What are you entering into the calculator to get dx/dy? I'm guessing it's something like "der(y,y)" where you have defined that first "y" to be your function. But that would give you dy/dy which is 1 and would explain why your ratio comes out to be simply dy/dx.

Am I close?
 

Related to Why Does the Expression -dy/dx/dx/dy Calculate the Slope at a Point?

1. Why is the notation -dy/dx/dx/dy used in calculus?

The notation -dy/dx/dx/dy is used in calculus to represent the second derivative of a function. It is derived from the notation for the first derivative, dy/dx, which represents the rate of change of y with respect to x. The second derivative is the rate of change of the rate of change, and so the notation -dy/dx/dx/dy is used.

2. How does -dy/dx/dx/dy relate to the concavity of a function?

The second derivative, -dy/dx/dx/dy, is used to determine the concavity of a function. If the second derivative is positive, the function is concave up, meaning it is curving upwards. If the second derivative is negative, the function is concave down, meaning it is curving downwards. The second derivative also helps to identify inflection points in a function where the concavity changes.

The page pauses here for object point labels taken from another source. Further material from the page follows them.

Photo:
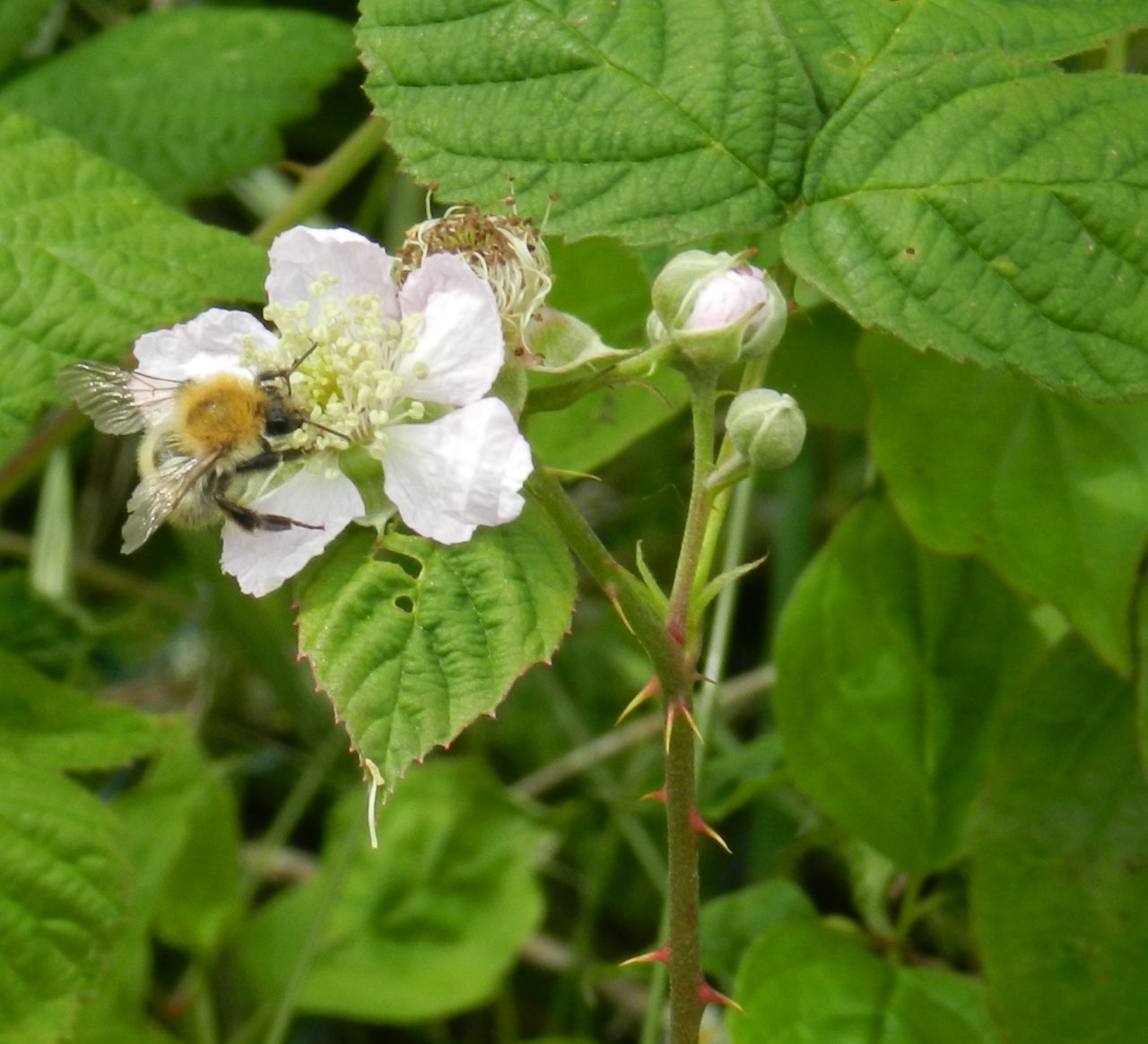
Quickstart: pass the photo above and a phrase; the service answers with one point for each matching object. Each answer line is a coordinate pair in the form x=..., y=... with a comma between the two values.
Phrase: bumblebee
x=201, y=437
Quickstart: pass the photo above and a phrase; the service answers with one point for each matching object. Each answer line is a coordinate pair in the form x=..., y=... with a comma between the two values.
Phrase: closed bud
x=718, y=309
x=767, y=427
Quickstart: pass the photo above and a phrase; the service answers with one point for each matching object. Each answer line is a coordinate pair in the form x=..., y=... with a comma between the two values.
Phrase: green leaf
x=628, y=113
x=90, y=262
x=188, y=98
x=816, y=364
x=183, y=831
x=599, y=426
x=62, y=900
x=426, y=926
x=841, y=43
x=890, y=666
x=732, y=922
x=414, y=643
x=19, y=23
x=802, y=982
x=1052, y=492
x=993, y=210
x=57, y=726
x=603, y=283
x=1060, y=876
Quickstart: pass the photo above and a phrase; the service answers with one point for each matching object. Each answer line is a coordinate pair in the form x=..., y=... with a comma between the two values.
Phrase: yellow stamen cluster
x=505, y=250
x=341, y=368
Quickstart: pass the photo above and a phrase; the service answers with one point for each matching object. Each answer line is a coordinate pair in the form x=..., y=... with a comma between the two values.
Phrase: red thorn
x=703, y=827
x=709, y=995
x=655, y=957
x=648, y=692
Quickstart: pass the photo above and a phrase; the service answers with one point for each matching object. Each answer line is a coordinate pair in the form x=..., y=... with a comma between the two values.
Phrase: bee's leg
x=270, y=458
x=249, y=519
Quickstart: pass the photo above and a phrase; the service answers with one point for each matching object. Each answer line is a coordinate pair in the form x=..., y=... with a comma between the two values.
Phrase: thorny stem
x=685, y=1006
x=618, y=582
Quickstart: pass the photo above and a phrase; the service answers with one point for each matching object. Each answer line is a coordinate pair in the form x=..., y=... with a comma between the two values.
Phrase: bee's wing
x=101, y=392
x=159, y=494
x=117, y=401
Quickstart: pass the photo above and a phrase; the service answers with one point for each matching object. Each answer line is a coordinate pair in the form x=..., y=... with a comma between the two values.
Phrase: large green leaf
x=414, y=642
x=1052, y=492
x=1060, y=875
x=62, y=899
x=802, y=982
x=426, y=926
x=730, y=924
x=89, y=261
x=890, y=666
x=653, y=119
x=843, y=40
x=53, y=725
x=183, y=838
x=995, y=210
x=188, y=98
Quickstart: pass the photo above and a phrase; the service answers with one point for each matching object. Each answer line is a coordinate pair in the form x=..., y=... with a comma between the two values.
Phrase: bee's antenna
x=330, y=431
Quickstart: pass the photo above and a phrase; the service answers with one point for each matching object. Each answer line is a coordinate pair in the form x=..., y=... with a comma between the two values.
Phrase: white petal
x=213, y=343
x=301, y=257
x=462, y=471
x=460, y=341
x=726, y=298
x=262, y=561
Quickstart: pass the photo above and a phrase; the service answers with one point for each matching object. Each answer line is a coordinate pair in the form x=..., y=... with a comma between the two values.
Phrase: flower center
x=343, y=363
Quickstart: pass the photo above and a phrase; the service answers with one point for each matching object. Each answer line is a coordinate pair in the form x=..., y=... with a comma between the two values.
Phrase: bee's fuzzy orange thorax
x=222, y=413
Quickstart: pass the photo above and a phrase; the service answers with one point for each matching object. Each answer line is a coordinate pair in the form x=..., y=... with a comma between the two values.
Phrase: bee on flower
x=397, y=375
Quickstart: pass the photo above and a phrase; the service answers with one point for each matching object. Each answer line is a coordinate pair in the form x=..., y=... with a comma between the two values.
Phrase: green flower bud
x=767, y=427
x=718, y=309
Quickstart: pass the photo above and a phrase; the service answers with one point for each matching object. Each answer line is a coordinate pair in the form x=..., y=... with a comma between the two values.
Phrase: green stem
x=319, y=184
x=705, y=393
x=636, y=368
x=685, y=1006
x=622, y=586
x=668, y=643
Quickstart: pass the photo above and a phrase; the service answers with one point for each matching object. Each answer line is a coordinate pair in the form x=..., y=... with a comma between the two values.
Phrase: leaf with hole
x=414, y=639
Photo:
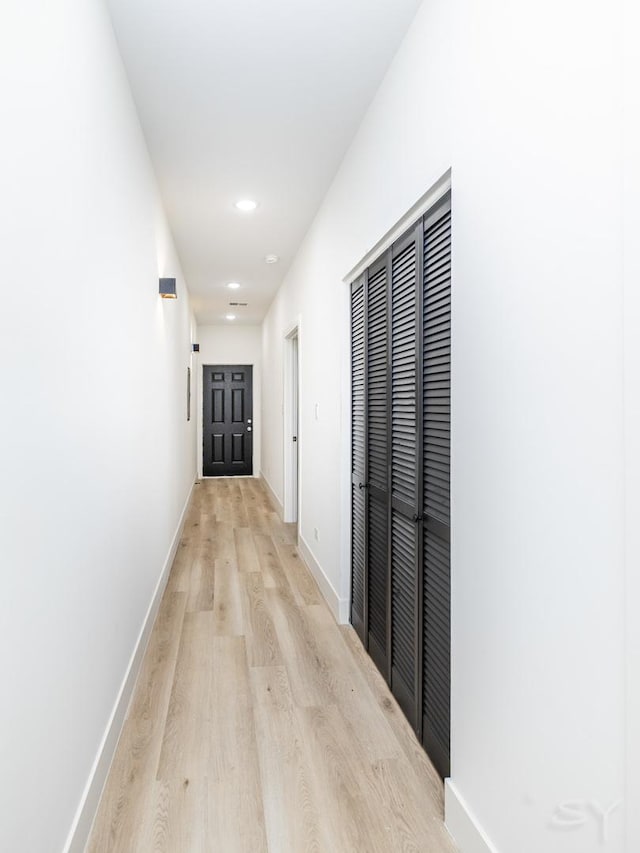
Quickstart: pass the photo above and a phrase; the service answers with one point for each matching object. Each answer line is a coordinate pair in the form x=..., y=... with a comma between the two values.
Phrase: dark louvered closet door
x=404, y=474
x=377, y=336
x=437, y=429
x=358, y=457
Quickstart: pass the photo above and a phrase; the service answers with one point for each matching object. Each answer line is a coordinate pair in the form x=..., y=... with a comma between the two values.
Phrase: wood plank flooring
x=257, y=724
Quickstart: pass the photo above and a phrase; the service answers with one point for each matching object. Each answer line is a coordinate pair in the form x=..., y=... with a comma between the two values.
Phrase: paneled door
x=227, y=422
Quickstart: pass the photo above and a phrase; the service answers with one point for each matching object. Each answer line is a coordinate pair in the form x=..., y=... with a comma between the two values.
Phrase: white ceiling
x=250, y=98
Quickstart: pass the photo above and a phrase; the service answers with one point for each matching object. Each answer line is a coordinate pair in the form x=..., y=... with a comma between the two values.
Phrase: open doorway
x=291, y=425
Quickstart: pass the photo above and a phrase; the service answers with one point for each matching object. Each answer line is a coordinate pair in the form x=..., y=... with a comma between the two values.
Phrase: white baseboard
x=274, y=499
x=462, y=823
x=85, y=815
x=339, y=607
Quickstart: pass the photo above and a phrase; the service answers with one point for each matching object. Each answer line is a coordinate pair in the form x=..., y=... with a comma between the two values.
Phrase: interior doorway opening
x=291, y=415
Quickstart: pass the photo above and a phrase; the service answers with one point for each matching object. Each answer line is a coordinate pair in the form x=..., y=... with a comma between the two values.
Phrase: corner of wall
x=462, y=825
x=85, y=815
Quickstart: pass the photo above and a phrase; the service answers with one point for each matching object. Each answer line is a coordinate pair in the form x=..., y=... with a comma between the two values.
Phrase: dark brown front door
x=227, y=425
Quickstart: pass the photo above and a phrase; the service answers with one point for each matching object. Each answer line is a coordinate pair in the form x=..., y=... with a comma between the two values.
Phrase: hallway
x=257, y=723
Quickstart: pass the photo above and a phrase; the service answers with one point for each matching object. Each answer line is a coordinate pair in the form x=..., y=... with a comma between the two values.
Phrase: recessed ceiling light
x=246, y=205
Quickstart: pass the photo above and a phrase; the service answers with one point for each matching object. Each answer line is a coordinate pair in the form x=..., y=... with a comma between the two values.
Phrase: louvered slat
x=403, y=602
x=436, y=489
x=377, y=461
x=404, y=474
x=357, y=457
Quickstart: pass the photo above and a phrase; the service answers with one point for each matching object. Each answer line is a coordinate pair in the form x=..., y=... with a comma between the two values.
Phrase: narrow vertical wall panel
x=436, y=477
x=358, y=461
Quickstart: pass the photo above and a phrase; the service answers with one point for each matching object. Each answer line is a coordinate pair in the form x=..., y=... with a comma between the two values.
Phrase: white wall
x=96, y=457
x=232, y=345
x=360, y=207
x=631, y=212
x=523, y=102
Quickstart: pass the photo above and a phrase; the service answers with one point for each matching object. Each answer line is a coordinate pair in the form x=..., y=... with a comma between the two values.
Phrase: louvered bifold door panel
x=404, y=475
x=377, y=461
x=436, y=686
x=358, y=460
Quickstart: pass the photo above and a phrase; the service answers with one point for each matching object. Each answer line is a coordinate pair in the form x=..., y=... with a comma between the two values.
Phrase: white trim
x=441, y=186
x=291, y=392
x=90, y=800
x=462, y=824
x=338, y=606
x=272, y=495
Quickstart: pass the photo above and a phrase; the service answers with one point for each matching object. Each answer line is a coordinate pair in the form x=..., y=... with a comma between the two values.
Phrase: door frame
x=290, y=414
x=255, y=394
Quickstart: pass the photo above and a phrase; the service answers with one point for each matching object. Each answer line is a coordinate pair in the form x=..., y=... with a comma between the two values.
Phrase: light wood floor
x=258, y=724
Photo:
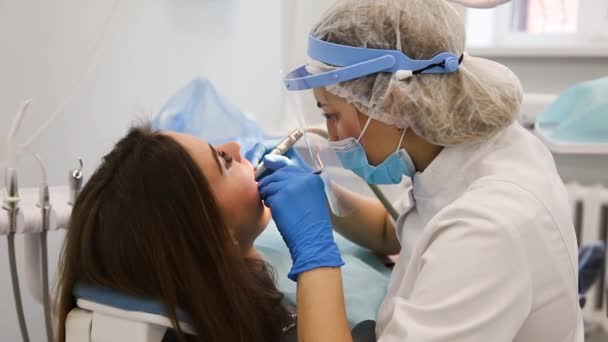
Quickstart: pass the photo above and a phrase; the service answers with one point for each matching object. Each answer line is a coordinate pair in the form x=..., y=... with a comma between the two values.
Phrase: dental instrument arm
x=369, y=224
x=44, y=203
x=75, y=183
x=11, y=206
x=280, y=149
x=72, y=93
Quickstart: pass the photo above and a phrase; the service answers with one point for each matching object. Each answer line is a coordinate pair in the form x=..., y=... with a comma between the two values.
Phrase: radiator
x=590, y=214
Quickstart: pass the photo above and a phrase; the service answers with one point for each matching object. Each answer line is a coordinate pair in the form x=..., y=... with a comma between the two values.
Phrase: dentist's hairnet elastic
x=467, y=106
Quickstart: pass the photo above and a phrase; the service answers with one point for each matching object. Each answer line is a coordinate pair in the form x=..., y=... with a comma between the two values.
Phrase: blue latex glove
x=297, y=200
x=257, y=153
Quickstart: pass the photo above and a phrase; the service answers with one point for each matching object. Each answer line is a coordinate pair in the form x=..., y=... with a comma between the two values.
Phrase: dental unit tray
x=577, y=122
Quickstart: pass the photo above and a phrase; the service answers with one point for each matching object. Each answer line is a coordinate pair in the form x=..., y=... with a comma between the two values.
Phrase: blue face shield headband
x=356, y=62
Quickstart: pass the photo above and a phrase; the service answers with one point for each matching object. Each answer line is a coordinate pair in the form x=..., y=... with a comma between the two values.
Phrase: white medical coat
x=489, y=251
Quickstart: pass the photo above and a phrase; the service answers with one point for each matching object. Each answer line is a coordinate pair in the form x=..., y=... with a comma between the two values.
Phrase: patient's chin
x=264, y=219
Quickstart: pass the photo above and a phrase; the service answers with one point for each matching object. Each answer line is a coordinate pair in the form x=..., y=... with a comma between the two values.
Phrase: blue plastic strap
x=355, y=62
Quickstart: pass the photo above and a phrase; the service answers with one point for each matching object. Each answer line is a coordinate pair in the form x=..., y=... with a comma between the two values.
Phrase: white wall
x=153, y=48
x=554, y=75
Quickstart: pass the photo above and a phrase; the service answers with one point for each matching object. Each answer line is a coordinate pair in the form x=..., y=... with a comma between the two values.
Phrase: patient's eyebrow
x=217, y=160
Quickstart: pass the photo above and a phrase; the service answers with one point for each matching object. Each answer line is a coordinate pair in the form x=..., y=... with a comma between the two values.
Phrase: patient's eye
x=330, y=116
x=226, y=157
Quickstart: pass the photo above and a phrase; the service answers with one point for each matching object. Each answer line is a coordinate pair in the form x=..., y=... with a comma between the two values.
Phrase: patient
x=170, y=217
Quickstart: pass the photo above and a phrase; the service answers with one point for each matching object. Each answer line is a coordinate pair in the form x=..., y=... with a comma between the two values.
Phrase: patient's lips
x=249, y=166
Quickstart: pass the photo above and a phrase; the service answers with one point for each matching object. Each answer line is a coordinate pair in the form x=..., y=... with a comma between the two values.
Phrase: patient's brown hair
x=146, y=223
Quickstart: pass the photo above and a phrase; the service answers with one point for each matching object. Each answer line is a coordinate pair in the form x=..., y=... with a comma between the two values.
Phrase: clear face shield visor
x=306, y=99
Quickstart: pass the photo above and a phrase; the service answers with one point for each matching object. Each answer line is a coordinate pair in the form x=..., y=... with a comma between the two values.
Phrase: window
x=570, y=26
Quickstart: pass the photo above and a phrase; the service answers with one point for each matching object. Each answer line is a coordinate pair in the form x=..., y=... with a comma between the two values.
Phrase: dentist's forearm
x=368, y=223
x=321, y=311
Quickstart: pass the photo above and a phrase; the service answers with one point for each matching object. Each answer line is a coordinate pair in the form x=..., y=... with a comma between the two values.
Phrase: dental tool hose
x=281, y=149
x=11, y=205
x=44, y=203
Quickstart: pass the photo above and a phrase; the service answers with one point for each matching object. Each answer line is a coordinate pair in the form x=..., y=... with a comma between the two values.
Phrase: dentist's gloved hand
x=257, y=153
x=297, y=200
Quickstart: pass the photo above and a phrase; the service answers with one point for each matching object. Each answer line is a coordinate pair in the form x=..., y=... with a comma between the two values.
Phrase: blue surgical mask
x=390, y=171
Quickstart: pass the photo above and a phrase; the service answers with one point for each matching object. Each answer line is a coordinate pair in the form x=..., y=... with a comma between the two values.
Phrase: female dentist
x=488, y=251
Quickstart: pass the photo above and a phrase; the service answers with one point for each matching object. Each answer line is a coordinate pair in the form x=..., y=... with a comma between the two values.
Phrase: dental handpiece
x=280, y=149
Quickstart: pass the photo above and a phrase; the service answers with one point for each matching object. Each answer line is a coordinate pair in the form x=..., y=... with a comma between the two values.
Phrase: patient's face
x=233, y=184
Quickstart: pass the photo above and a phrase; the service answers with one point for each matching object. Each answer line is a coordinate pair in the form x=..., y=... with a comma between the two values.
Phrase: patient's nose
x=234, y=149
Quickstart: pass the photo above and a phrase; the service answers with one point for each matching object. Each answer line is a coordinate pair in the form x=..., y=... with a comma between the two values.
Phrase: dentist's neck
x=421, y=151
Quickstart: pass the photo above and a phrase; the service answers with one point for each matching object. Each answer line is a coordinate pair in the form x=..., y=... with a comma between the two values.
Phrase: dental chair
x=105, y=315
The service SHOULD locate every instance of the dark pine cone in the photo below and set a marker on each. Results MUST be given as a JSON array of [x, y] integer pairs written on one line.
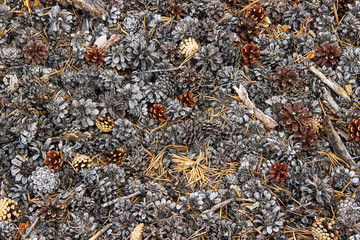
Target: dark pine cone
[[307, 136], [327, 55], [294, 116], [8, 209], [247, 28], [118, 155], [188, 99], [157, 112], [54, 159], [256, 12], [36, 52], [285, 79], [175, 11], [250, 53], [354, 129], [279, 171], [51, 209], [95, 55]]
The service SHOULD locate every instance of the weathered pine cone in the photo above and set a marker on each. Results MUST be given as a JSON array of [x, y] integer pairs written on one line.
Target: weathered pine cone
[[354, 129], [327, 55], [51, 209], [105, 123], [157, 112], [95, 56], [81, 161], [36, 52], [285, 79], [250, 53], [54, 159], [8, 209], [322, 229], [188, 99], [294, 116]]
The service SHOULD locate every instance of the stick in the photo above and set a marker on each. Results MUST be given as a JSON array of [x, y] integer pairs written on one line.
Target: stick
[[117, 199], [31, 228], [331, 84], [104, 229], [337, 144]]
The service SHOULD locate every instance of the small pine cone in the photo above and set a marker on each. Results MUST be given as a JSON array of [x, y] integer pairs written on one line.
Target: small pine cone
[[175, 11], [294, 116], [322, 229], [157, 112], [95, 56], [354, 129], [327, 55], [51, 209], [256, 12], [250, 53], [8, 210], [118, 155], [247, 28], [307, 136], [54, 159], [105, 123], [285, 79], [188, 99], [81, 161], [188, 47], [36, 52], [279, 171]]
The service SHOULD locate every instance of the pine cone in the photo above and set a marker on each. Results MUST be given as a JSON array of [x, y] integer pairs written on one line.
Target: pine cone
[[54, 159], [256, 12], [279, 171], [294, 116], [354, 129], [36, 52], [322, 229], [81, 161], [157, 112], [118, 155], [307, 136], [250, 53], [188, 99], [175, 11], [327, 55], [105, 123], [51, 209], [8, 210], [247, 28], [285, 79], [95, 56]]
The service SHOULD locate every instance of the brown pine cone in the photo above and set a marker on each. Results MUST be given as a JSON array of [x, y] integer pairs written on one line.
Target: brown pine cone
[[250, 53], [294, 116], [54, 159], [8, 209], [95, 56], [188, 99], [157, 112], [285, 79], [36, 52], [354, 129], [327, 55], [256, 12]]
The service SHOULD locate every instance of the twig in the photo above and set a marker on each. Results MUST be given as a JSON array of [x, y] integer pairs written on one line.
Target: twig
[[331, 84], [120, 198], [104, 229], [337, 144], [160, 70], [31, 228], [226, 202]]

3. Can -dy/dx/dx/dy be simplified?

Yes, the notation -dy/dx/dx/dy can be simplified to d2y/dx2. This notation is used more commonly in mathematics and is equivalent to -dy/dx/dx/dy. It represents the second derivative of a function, which is the rate of change of the rate of change of the function.

4. How is -dy/dx/dx/dy used in optimization problems?

In optimization problems, the second derivative, -dy/dx/dx/dy, is used to determine the maximum or minimum points of a function. The maximum point occurs when the second derivative changes from positive to negative, and the minimum point occurs when the second derivative changes from negative to positive. These points can be identified using the second derivative test.

5. What is the physical interpretation of -dy/dx/dx/dy?

The physical interpretation of -dy/dx/dx/dy is the acceleration or deceleration of a changing rate. In other words, it represents how fast the rate of change is changing. This can be applied to real-world situations, such as the acceleration of a moving object or the growth rate of a population.